Inside a large white tent, Francis greeted a mother in a head scarf as she cradled her baby, as well as other refugee families. A small boy stepped forward and handed him a picture drawn with crayons. An Iraqi mother asked Francis to help her find medical care for her child’s bone cancer.
At one point, a man began wailing as Francis placed his hands on the man’s head. “Please, Father, bless me!” the man shouted. “Please, Father, bless me!”
Francis and the other religious leaders offered special praise on Saturday for ordinary Greeks who have welcomed refugees, taken some into their homes or provided food and clothing, even as they endure hardship amid the country’s long-running financial crisis. Mr. Tsipras and other Greek leaders have called on the European Union to provide more help to the country as it has borne the brunt of the refugee crisis.
Across Europe, the mood has soured in recent months, as many countries have closed or restricted their borders amid mounting public anxiety over the chaotic influx of more than a million refugees last year. The recent terror attacks in Paris and Brussels have also darkened public attitudes and stirred anti-migrant sentiment in some areas, even as many refugees say they are trying to escape extremist violence. Far-right, anti-immigrant parties have seized on the crisis to make gains, most recently in regional elections in Germany.
By appearing with the two Orthodox Christian leaders, Francis also took another small step in healing the breach between the Eastern and Western branches of Christianity. Francis has made ecumenical outreach a priority and in February became the first pope to meet with the patriarch of the Russian Orthodox Church.
Carlo Pioppi, a professor of church history at Santa Croce University in Rome, said the appearance by the three leaders showed they could put aside doctrinal and theological differences to highlight their shared concern about refugees. The three men described the refugee crisis as one of Europe’s most serious crises since the end of World War II.
“Regular people will understand the sign these three religious leaders are sending,” Professor Pioppi said in an interview on Friday. “To see them have lunch with refugees, all together, is a strong message of humanity.”

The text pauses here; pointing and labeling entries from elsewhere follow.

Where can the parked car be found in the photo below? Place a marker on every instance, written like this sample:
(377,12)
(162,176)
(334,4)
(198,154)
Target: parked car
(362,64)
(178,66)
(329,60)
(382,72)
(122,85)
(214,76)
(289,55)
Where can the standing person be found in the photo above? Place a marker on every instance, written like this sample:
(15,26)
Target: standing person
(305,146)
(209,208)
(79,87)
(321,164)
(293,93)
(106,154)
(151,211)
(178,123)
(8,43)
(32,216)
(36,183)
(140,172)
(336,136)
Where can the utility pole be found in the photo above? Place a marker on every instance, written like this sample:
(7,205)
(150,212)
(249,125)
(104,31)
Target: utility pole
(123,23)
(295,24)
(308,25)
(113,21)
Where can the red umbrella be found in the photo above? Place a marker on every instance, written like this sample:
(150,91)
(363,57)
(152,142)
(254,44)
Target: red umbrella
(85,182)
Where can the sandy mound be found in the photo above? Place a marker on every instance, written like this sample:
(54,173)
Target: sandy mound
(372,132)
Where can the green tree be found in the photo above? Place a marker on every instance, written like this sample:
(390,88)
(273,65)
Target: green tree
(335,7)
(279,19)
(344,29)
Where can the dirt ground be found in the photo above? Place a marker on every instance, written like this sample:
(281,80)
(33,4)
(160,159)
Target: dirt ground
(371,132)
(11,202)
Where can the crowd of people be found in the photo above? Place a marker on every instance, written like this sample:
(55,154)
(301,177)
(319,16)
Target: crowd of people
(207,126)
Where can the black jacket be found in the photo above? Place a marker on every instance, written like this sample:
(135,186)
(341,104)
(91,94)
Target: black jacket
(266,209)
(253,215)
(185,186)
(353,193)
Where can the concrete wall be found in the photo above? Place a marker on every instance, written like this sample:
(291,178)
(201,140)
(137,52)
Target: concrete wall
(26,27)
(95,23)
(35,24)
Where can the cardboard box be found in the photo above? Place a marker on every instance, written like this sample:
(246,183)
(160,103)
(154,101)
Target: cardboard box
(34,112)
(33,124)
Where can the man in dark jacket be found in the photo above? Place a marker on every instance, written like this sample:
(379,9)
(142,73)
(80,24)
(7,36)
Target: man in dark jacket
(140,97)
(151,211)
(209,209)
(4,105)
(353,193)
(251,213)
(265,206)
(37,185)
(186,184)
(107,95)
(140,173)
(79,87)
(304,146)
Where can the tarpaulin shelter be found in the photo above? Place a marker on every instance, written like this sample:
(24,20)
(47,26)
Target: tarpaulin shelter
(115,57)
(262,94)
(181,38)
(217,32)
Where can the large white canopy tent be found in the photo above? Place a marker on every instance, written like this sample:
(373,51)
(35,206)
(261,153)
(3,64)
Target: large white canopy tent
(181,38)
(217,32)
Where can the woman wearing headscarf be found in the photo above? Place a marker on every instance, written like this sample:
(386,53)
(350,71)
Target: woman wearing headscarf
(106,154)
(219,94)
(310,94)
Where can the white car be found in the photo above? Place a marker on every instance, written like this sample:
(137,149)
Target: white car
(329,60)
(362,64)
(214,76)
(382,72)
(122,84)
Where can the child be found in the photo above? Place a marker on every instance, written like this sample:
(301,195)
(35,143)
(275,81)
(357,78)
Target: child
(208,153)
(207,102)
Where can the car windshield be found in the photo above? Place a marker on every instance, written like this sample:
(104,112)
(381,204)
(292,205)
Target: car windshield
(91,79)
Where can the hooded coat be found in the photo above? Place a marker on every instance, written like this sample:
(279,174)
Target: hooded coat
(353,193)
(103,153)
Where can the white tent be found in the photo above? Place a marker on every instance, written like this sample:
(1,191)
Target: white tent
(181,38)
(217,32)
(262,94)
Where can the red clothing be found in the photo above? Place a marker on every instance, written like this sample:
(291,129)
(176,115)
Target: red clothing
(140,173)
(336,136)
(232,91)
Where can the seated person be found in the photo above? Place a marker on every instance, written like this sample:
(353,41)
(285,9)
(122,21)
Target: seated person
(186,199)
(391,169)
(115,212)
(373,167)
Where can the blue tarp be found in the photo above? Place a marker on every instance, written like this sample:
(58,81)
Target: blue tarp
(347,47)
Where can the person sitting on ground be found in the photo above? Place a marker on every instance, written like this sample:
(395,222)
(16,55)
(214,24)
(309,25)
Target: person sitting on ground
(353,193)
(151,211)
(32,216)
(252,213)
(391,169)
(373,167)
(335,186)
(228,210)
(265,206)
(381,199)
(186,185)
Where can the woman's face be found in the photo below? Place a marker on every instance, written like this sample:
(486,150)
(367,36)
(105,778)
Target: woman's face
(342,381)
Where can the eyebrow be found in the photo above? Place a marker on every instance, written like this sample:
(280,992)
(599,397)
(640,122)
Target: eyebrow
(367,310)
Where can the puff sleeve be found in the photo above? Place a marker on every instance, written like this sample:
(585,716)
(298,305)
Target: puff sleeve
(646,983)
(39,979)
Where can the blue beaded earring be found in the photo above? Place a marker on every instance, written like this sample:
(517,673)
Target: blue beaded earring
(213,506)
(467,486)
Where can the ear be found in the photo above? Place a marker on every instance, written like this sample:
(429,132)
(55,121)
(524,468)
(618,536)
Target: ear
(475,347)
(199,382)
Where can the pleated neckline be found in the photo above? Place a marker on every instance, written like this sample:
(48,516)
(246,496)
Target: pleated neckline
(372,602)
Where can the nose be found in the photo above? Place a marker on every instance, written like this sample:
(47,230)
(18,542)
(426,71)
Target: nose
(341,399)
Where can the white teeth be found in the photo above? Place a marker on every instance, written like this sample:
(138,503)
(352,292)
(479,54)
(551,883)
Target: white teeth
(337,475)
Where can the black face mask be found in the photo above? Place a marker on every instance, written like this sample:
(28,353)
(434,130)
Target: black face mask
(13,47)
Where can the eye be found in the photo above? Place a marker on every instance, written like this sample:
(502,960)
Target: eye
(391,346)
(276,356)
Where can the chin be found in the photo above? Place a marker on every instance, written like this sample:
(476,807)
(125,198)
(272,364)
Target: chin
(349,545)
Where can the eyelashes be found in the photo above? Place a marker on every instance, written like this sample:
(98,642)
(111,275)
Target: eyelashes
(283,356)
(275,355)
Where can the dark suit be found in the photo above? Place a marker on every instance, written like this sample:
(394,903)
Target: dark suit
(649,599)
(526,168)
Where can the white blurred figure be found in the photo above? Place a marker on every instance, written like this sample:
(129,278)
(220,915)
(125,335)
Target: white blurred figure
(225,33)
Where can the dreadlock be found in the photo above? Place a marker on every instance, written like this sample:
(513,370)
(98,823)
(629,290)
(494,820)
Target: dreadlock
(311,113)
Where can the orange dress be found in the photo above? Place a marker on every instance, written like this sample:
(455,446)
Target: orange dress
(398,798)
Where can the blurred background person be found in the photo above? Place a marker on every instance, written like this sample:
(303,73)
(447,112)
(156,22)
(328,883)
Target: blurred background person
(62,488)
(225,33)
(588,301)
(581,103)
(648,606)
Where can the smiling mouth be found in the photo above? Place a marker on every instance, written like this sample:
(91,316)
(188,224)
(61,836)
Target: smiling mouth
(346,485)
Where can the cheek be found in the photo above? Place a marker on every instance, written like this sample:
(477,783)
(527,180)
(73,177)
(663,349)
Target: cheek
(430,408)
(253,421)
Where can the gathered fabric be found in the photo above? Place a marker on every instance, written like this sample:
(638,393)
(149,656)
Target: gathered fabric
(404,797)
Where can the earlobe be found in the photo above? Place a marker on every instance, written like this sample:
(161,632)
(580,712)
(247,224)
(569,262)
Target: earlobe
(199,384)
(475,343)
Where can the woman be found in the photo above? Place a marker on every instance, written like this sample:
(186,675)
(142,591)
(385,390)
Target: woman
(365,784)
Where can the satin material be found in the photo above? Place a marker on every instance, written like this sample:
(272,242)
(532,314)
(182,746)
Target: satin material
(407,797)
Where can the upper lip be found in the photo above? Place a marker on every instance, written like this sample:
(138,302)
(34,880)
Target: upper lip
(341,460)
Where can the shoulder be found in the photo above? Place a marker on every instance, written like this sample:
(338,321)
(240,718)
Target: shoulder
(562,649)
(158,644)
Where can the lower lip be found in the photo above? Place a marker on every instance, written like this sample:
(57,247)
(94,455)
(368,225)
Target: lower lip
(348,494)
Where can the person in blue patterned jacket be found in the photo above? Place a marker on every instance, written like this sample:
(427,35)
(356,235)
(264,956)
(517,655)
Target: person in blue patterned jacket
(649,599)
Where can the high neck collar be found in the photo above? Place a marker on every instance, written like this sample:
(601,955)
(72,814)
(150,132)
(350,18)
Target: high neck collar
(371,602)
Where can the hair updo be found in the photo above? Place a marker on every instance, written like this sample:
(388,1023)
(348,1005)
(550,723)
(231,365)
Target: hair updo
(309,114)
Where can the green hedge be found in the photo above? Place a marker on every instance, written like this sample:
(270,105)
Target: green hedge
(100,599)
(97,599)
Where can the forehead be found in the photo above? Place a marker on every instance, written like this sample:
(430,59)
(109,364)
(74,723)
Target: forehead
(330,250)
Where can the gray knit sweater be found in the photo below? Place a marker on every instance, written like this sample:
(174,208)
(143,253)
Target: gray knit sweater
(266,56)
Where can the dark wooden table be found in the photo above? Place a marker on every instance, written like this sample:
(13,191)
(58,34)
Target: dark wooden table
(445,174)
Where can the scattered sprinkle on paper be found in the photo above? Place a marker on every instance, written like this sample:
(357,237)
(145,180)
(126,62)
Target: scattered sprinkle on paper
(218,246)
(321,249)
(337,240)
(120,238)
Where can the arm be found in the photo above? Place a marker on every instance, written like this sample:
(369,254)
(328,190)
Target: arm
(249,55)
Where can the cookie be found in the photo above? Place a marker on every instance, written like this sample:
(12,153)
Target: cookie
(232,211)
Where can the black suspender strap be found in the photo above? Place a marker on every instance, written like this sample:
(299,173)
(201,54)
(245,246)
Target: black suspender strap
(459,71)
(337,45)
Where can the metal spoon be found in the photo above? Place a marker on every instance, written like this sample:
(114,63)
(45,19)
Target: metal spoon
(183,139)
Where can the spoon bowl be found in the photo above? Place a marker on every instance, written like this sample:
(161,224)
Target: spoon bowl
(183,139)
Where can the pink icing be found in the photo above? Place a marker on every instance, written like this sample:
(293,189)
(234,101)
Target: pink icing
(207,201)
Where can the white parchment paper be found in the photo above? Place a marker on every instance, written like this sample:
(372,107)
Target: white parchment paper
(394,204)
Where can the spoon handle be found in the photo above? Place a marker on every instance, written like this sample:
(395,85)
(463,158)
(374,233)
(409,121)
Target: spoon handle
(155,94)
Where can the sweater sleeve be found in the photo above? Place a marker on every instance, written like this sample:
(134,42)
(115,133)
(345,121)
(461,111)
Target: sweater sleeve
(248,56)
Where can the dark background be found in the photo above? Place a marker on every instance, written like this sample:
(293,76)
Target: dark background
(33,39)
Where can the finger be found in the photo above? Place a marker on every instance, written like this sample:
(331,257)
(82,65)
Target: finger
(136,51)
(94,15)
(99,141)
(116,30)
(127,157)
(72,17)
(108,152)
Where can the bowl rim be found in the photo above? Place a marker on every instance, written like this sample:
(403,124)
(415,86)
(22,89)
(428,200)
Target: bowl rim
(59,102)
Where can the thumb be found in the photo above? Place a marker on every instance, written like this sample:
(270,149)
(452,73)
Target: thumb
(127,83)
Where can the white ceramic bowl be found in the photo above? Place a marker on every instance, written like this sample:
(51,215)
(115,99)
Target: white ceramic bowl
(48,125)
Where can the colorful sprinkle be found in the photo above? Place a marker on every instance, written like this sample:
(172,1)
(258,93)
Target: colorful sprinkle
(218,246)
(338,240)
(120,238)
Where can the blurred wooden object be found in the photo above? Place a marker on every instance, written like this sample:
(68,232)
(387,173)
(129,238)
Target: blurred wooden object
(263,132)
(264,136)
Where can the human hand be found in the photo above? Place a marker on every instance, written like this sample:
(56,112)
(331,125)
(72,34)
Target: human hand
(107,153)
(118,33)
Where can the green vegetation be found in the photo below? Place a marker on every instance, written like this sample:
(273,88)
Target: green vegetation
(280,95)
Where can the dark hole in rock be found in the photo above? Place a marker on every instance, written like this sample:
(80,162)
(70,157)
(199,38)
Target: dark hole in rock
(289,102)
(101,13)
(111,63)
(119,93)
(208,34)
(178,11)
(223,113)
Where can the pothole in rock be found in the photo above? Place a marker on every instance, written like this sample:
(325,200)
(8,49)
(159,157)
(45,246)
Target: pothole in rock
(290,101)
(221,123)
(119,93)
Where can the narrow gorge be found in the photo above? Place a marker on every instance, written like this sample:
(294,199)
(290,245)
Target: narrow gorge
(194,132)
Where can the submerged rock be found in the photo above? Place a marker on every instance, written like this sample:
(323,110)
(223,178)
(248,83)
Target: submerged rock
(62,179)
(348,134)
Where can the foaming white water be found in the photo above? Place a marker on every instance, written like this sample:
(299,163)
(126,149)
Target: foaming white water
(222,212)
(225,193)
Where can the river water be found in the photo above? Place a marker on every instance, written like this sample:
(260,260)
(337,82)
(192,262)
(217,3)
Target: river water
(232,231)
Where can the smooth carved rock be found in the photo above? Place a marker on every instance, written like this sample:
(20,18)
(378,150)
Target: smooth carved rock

The British charity Oxfam released a statement on Friday calling for a moratorium on deportations of refugees from Greece to Turkey until the authorities can guarantee that asylum processes are followed. The group also raised questions about new “fast track” processes to review asylum cases that the Greek Parliament recently approved under pressure from the European Union.
“Thousands are being held in squalid detention centers on the Greek Islands — this is the state of Europe in 2016,” Farah Karimi, the executive director of Oxfam Novib, the Dutch affiliate of Oxfam, said in the statement. “Shame on the E.U. for prioritizing detention and deportation over people’s rights to safety and dignity.”